SÃO PAULO, SP (FOLHAPRESS) - Um ultimato atribuído ao governo Donald Trump recolocou a Turquia em rota de colisão com Washington devido à compra de um avançado sistema de defesa antiaérea russo.
Segundo a rede americana CNBC, os EUA deram duas semanas para os turcos cancelarem a aquisição de batalhões de artilharia S-400 de Moscou, um negócio que se arrasta desde 2016 e é estimado em US$ 2 bilhões (cerca de R$ 6 bilhões).
Caso contrário, segundo o relato, os americanos não irão mais fornecer cem caças de quinta geração F-35 para Ancara, que é membro da Otan (aliança militar liderada por Washington) e aplicarão sanções econômicas ao governo de Racip Tayyip Erdogan. Ninguém desmentiu a informação.
O porta-voz do Kremlin, Dmitri Peskov, disse nesta quarta (22) que o ultimato é "inaceitável" e que haverá "graves consequências" uma vez que o negócio foi confirmado pelo próprio Erdogan há poucas semanas. Uma equipe militar turca já está na Rússia sendo treinada para operar os lançadores de mísseis.
O negócio dos S-400 é um dos maiores nós políticos para o Ocidente em seu embate com a Rússia de Vladimir Putin, e acabou sobreposto à disputa entre Ancara e Washington. Em 2016, Erdogan suprimiu um golpe de Estado que diz ter sido organizado de solo americano por um clérigo muçulmano exilado, Fethullah Gülen.
Desde então, pede para que Trump extradite Gülen, sem sucesso. O azedume também se dá em âmbito europeu, com o afastamento da Turquia da União Europeia devido às resistências de maior integração do país muçulmano ao clube.
A consequência foi a aproximação crescente com a Rússia de Putin, com quem colabora ativamente na tentativa de encerrar de vez a guerra civil na vizinha Síria. Desde 2015 Moscou intervém no país árabe e teve uma escaramuça séria com os turcos, que derrubaram um avião seu, mas a parceria acabou florescendo com a perda de influência dos EUA no conflito.

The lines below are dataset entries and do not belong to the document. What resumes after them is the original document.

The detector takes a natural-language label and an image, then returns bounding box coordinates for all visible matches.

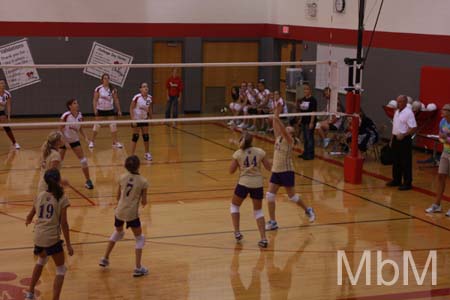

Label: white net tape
[0,112,350,128]
[0,61,333,69]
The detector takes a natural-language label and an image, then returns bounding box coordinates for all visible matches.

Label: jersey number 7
[125,182,134,197]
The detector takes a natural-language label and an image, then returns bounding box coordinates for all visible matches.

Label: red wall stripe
[0,22,449,54]
[267,24,450,55]
[0,22,267,38]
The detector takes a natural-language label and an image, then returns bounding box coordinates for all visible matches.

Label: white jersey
[0,90,11,111]
[95,85,115,111]
[61,111,83,143]
[275,97,289,114]
[256,89,270,102]
[132,93,152,120]
[246,89,257,106]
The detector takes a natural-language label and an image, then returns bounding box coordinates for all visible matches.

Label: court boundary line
[0,216,418,253]
[0,158,232,174]
[4,213,450,255]
[2,207,450,255]
[0,185,392,208]
[197,170,220,182]
[67,184,96,206]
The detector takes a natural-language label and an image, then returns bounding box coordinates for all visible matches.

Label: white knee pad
[243,106,249,114]
[254,209,264,219]
[109,123,117,132]
[229,102,235,110]
[266,192,276,203]
[135,235,145,249]
[80,157,88,168]
[289,194,300,203]
[36,256,49,266]
[93,124,101,132]
[230,203,240,214]
[110,230,125,242]
[55,265,67,276]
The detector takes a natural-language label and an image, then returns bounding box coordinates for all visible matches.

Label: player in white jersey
[89,73,123,149]
[256,80,270,131]
[230,132,272,248]
[273,90,288,114]
[99,155,149,277]
[241,82,259,131]
[265,102,316,231]
[25,168,73,300]
[0,78,20,149]
[227,86,242,126]
[59,99,94,189]
[130,82,153,161]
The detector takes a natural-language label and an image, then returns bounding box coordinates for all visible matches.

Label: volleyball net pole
[343,0,366,185]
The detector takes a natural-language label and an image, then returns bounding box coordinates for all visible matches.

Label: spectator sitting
[256,80,270,131]
[228,86,242,126]
[346,111,379,153]
[245,82,258,131]
[358,111,379,152]
[317,101,343,148]
[237,82,249,129]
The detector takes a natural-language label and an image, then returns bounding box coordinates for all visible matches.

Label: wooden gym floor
[1,120,450,300]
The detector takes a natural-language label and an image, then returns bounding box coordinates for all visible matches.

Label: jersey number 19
[38,203,54,219]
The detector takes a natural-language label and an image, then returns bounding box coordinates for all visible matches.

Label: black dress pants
[391,135,412,186]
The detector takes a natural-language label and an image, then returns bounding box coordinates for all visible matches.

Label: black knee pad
[143,134,149,142]
[132,133,139,142]
[3,126,11,133]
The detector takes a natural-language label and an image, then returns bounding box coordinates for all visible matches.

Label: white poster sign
[0,39,40,91]
[84,42,133,87]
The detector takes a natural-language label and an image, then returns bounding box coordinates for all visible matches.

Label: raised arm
[272,103,282,138]
[273,117,294,145]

O problema é que o solo turco é uma das principais bases para operações aéreas da Otan, de extrema importância no jogo geopolítico do Oriente Médio.
O secretário de Estado americano, Mike Pompeo, já havia feito a ameaça sobre os S-400 no começo do ano, mas agora que Erdogan sinalizou publicamente a consumação do negócio, aparentemente o caso chegará a um impasse.

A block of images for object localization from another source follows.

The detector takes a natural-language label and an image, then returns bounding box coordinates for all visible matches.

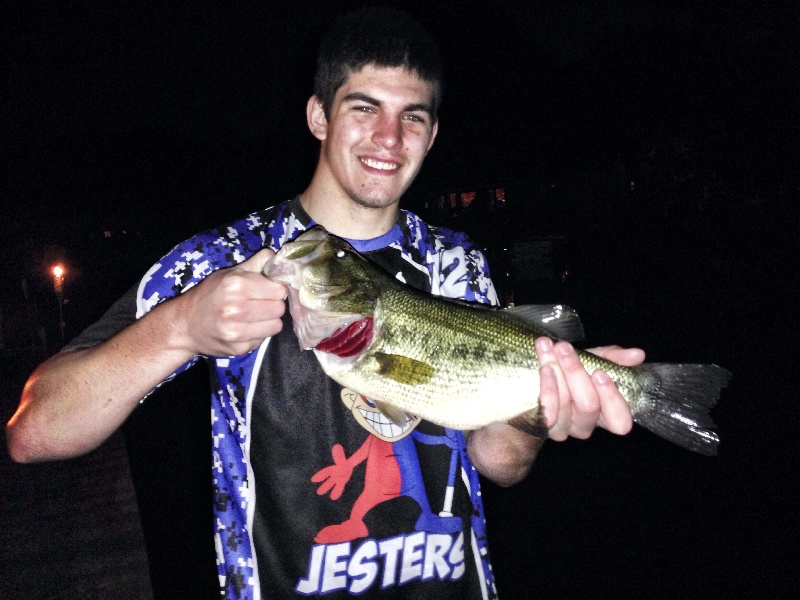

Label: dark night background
[1,1,797,599]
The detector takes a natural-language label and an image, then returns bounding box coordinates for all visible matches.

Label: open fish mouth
[262,229,329,287]
[282,285,365,350]
[263,226,379,351]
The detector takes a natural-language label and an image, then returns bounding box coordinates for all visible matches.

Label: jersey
[69,196,501,599]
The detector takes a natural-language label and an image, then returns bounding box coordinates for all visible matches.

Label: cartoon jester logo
[312,389,464,544]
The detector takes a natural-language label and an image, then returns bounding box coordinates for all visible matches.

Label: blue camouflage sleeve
[134,218,268,379]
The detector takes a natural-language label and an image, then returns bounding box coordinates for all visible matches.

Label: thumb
[237,247,276,273]
[331,444,346,465]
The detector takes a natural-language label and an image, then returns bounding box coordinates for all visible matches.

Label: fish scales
[341,286,545,430]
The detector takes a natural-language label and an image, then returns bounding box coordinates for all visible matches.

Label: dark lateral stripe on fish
[315,317,374,357]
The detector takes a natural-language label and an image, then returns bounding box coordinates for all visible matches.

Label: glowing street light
[52,264,65,289]
[52,263,66,344]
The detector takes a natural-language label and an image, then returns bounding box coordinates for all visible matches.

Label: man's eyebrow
[404,102,434,115]
[342,92,433,115]
[342,92,380,106]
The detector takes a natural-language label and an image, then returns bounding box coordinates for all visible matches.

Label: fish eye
[335,249,347,259]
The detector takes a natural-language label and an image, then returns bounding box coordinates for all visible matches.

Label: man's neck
[299,187,400,241]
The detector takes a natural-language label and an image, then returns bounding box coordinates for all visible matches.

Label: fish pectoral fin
[372,352,435,386]
[372,400,412,428]
[507,409,548,438]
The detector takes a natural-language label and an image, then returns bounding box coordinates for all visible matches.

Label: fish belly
[318,350,541,431]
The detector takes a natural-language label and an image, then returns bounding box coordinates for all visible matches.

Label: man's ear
[426,119,439,154]
[307,96,328,141]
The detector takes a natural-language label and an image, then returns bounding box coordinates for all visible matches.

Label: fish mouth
[286,286,364,350]
[262,233,329,286]
[261,258,295,284]
[263,224,378,353]
[314,317,374,358]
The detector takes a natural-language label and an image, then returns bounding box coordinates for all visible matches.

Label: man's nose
[372,115,402,149]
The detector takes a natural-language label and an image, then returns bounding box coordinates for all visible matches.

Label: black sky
[3,1,797,238]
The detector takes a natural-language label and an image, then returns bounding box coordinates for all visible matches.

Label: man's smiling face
[310,65,438,211]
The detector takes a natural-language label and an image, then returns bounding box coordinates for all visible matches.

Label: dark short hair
[313,7,443,120]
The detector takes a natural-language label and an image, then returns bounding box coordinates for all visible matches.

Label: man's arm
[6,249,285,463]
[468,339,645,487]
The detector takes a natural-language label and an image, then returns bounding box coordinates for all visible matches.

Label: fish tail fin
[633,363,731,456]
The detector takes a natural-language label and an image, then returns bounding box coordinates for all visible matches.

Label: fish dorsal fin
[505,304,585,342]
[372,352,435,386]
[372,400,412,428]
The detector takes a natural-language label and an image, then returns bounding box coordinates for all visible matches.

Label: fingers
[209,275,285,332]
[331,444,346,465]
[535,337,571,441]
[593,370,634,435]
[587,345,645,366]
[553,341,601,439]
[226,301,285,345]
[538,365,559,431]
[315,476,337,498]
[227,293,286,324]
[180,248,288,355]
[535,337,635,442]
[328,482,344,501]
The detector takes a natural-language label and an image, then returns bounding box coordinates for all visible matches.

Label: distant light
[52,264,66,294]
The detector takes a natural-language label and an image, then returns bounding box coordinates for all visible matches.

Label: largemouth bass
[263,226,730,455]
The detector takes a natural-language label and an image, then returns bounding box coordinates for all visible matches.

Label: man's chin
[349,191,404,210]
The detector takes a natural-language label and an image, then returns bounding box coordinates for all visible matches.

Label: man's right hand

Há implicações industriais, porque a Turquia foi um dos nove países parceiros do desenvolvimento do F-35 desde 2002, e produz partes da fuselagem e da turbina do caça. Modelo com características furtivas e alta complexidade de fusão de dados, da chamada quinta geração, o F-35 teria sua primeira oficina de motores na Europa baseada em solo turco.
Erdogan, ao confirmar a compra dos S-400, disse que "iria receber os F-35 mais cedo, ou mais tarde". O fornecimento foi colocado em suspenso pelo Pentágono neste ano. Cada avião pode sair por cerca de US$ 100 milhões (aproximadamente R$ 400 milhões), e Ancara pretende substituir sua frota de 260 caças F-16 e 20 antigos F-4.
O caso é político, embora técnicos da Otan apontem que seria quase impossível integrar um sistema avançado russo ao arcabouço de interoperabilidade das forças da aliança -um imperativo que fez países do Leste Europeu a abandonarem suas frotas de aviões soviéticos após aderirem ao Ocidente.
Segundo o relato da CNBC, os S-400 poderiam ser substituídos pelos sistemas americanos Patriot como alternativa em um acordo. Tecnicamente, não há comparação entre eles: o modelo de lançador de mísseis russos é de uma classe superior à do americano, com maior alcance de detecção (600 km contra 200 km) e destruição (250 km contra 150 km) de alvos, entre outras características.
Cada bateria de S-400 custa cerca US$ 500 milhões (cerca de R$ 2 bilhões) , incluindo lançadores, veículos de controle, radares e material de apoio.